Water Law and Legal Definition
The legal term for water rights is called "riparian rights". Riparian rights are the legal rights of owners of land bordering on a river or other body of water. A "riparian owner" is a person who owns land that runs into a river. Riparian rights are not ownership rights but rights of access to the water such as for drinking water, bathing, or irrigation.
State laws vary, but the extent of riparian rights non-domestic uses, such as for diversion of water to sell to others, for industrial purposes, to mine the land under the water for gravel or minerals or for docks and marinas, is unsettled. Riparian rights may include the right to build a wharf outwards to a navigable depth or to take emergency measures to prevent flooding. A riparian owner may not act to deny riparian rights to the owner of downstream properties along the waterway, meaning the water may not be dammed and channelled away from its natural course.

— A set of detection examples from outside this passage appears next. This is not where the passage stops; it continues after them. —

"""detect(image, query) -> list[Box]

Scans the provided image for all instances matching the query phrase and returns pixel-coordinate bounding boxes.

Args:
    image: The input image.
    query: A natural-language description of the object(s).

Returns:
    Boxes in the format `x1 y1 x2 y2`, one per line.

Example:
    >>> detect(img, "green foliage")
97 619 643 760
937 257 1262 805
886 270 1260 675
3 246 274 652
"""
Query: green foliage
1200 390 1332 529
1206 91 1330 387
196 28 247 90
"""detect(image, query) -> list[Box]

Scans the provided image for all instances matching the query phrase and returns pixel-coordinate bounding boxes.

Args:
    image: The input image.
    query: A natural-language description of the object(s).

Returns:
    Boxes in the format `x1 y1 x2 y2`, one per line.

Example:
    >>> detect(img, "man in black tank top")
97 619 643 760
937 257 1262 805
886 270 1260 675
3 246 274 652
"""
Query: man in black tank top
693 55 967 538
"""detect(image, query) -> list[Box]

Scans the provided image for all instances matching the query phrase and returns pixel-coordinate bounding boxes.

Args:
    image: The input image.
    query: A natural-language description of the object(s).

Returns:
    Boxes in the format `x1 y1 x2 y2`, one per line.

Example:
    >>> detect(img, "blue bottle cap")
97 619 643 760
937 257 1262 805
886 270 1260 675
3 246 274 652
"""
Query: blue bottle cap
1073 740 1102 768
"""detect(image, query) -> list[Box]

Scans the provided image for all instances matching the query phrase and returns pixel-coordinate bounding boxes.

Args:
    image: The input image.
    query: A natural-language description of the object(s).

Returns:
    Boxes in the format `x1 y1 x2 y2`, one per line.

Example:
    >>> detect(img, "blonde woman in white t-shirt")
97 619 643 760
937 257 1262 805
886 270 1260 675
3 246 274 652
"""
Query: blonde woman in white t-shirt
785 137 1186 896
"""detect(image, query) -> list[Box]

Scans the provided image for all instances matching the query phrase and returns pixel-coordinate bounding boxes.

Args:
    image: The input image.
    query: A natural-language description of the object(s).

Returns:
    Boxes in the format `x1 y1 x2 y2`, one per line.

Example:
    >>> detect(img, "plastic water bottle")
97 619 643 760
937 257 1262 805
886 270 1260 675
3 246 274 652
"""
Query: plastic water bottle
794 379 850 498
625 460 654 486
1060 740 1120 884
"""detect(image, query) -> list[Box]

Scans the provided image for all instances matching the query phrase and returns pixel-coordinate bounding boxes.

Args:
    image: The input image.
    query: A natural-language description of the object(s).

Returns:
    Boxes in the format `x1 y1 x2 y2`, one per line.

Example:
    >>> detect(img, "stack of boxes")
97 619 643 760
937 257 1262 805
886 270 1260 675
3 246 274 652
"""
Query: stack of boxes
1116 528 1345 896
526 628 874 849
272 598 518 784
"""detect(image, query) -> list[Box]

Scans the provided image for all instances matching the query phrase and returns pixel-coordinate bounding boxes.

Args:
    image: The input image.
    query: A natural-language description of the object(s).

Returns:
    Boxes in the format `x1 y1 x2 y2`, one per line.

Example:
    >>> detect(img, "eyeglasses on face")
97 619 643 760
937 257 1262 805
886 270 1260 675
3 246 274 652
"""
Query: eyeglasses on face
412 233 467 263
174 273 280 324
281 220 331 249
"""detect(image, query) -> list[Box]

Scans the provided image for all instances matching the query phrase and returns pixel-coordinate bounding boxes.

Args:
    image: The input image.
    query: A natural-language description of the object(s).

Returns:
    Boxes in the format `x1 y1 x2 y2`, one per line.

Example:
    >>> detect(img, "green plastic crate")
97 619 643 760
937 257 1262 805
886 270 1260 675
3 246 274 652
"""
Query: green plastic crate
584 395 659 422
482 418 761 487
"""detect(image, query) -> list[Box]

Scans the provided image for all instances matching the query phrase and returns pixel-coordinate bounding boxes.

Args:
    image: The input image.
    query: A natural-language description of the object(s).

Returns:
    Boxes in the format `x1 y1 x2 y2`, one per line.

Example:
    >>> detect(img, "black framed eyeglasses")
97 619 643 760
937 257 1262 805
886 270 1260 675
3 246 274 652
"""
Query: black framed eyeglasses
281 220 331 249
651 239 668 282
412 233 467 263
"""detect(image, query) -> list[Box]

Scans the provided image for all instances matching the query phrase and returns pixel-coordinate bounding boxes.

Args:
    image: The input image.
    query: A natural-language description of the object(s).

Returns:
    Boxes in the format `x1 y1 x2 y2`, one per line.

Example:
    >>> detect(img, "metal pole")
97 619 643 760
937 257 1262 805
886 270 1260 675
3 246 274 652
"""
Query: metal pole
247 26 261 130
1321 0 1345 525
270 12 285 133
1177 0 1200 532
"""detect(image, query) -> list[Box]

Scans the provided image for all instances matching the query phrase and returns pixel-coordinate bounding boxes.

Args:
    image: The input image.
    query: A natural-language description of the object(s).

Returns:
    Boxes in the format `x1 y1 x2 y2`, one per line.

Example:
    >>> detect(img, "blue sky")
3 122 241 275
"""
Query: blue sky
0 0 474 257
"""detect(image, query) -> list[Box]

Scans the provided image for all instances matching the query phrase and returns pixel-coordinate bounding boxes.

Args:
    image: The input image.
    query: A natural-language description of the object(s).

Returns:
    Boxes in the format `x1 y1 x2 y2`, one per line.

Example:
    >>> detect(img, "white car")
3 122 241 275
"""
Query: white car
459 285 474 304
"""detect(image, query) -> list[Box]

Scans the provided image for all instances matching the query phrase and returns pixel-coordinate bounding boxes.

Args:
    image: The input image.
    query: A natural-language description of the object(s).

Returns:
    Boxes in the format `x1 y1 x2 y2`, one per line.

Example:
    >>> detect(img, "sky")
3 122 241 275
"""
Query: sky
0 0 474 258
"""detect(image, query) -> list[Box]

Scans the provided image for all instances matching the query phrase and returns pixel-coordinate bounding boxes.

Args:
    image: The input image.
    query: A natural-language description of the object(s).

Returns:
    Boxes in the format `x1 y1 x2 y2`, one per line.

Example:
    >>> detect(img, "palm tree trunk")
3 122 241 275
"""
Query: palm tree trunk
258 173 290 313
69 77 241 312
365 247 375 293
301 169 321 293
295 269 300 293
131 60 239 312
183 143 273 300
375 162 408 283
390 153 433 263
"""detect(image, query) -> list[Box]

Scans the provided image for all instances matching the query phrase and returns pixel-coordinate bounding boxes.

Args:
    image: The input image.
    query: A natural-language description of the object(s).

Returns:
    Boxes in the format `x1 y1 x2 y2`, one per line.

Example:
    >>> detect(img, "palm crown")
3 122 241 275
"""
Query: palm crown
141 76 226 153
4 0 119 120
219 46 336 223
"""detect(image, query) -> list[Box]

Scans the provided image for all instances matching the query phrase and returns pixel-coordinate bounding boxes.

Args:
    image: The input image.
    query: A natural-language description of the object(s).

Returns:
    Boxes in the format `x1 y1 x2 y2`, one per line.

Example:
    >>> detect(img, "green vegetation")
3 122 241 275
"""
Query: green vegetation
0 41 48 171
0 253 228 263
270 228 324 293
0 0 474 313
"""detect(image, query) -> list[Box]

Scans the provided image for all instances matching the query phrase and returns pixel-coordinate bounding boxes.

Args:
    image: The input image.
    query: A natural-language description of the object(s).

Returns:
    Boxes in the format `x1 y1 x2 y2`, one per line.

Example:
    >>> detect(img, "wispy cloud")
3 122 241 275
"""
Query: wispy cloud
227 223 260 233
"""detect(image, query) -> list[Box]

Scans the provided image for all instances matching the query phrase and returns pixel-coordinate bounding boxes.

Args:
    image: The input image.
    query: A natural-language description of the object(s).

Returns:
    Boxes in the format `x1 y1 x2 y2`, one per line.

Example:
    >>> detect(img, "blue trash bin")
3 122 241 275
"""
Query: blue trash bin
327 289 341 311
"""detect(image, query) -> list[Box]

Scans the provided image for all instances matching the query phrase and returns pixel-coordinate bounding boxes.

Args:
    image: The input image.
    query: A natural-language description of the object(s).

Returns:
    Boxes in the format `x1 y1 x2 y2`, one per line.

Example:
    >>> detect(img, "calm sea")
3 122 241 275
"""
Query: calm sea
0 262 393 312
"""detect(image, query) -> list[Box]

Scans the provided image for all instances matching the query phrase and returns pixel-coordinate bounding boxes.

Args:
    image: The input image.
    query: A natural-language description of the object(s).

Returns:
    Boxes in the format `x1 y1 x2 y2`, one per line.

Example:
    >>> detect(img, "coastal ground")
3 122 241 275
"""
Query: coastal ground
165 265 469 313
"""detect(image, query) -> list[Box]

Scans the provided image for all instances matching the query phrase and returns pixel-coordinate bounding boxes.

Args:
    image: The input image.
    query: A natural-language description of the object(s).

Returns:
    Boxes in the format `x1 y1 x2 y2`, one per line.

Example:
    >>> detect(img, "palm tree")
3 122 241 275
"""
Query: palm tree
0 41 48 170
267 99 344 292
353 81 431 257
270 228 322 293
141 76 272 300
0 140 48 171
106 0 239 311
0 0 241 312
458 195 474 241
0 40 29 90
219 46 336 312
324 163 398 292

States and local governments establish water management departments to oversee the drainage of surface water and the reclamation of wetlands, swamplands, overflowed lands and tidal marshes and flood prevention and the conservation, development, utilization and disposal of water. Some of the duties of water management include:
(1) To locate and establish levees, drains or canals and to cause to be constructed, straightened, widened or deepened any ditch, drain or watercourse;
(2) To construct for the purposes of flood prevention or the conservation, development, utilization or disposal of water works of improvement, including levees, embankments, floodwater retarding structures, water storage structures, outlets and tide gates, flood gates and pumping plants for preventing floods, providing drainage, reducing sediment and reclaiming wet, swamp or overflowed lands and other related works of improvement that will carry out the purposes of this article; and
(3) To provide maintenance for such installations.